While selecting a home that fits your criteria can be demanding, selecting a home that is a good investment requires a little more. There are homes priced well above their actual value. Being able to spot these homes will help to narrow your search and get more bang for your ‘real estate buck’. Here are five red flags to watch out for.
1. Stand-alone home
When the price of a home is much higher than other similar properties in the area, it is conceivably overpriced. You should check out comparable homes in your area and see what they sell for. Location matters when determining the price of a property. Notably, a luxury property in a neighborhood full of single family homes will suffer a drop in value.
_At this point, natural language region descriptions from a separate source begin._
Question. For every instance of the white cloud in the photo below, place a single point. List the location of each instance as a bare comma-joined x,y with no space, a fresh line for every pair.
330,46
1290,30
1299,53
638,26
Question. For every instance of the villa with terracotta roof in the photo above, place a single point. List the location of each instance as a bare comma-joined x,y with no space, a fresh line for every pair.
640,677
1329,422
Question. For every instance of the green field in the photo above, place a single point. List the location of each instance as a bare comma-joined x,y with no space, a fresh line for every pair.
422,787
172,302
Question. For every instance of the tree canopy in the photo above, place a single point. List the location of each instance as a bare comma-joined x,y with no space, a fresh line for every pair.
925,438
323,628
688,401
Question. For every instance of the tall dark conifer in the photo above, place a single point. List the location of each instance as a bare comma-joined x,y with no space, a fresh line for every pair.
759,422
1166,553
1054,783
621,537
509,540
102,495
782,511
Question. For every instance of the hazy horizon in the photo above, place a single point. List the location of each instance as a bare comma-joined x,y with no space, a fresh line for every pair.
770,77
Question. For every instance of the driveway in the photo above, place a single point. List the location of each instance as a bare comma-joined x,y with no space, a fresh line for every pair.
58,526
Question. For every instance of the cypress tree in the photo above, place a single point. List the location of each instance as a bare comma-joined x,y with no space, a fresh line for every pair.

2. How long has it been on the market?
It’s a buyer’s market in many markets. Lots of homes are sold within weeks of being listed. Some are sold a few days of being listed. A home that sits on the market for months is likely overpriced.
3. Low number of viewings
If a home has had a low number of scheduled viewings or open houses for a while, it is a sign that buyers believe the house isn’t worth their attention. The home is probably overpriced.
4. If the property has seen significant improvements or customization.
A seller usually mentions the new kitchens, new bathrooms, add-on decks, pools, and other improvements to their home in order to sell quickly - or spike up the list price. As a buyer, you must ask yourself if you really need these updates and if they add value to you as a potential owner.
5. If the price of the house doesn’t match the neighborhood.
If "location is everything" in real estate, it follows that the most desirable neighborhood should have the higher property prices. Busy streets, poor rated schools, demographic areas with low income and limited facilities can lower the value of a home. If you do not mind moving into this kind of area, then the price of your home should be much lower than if you buy the same kind of property in a quiet, affluent town.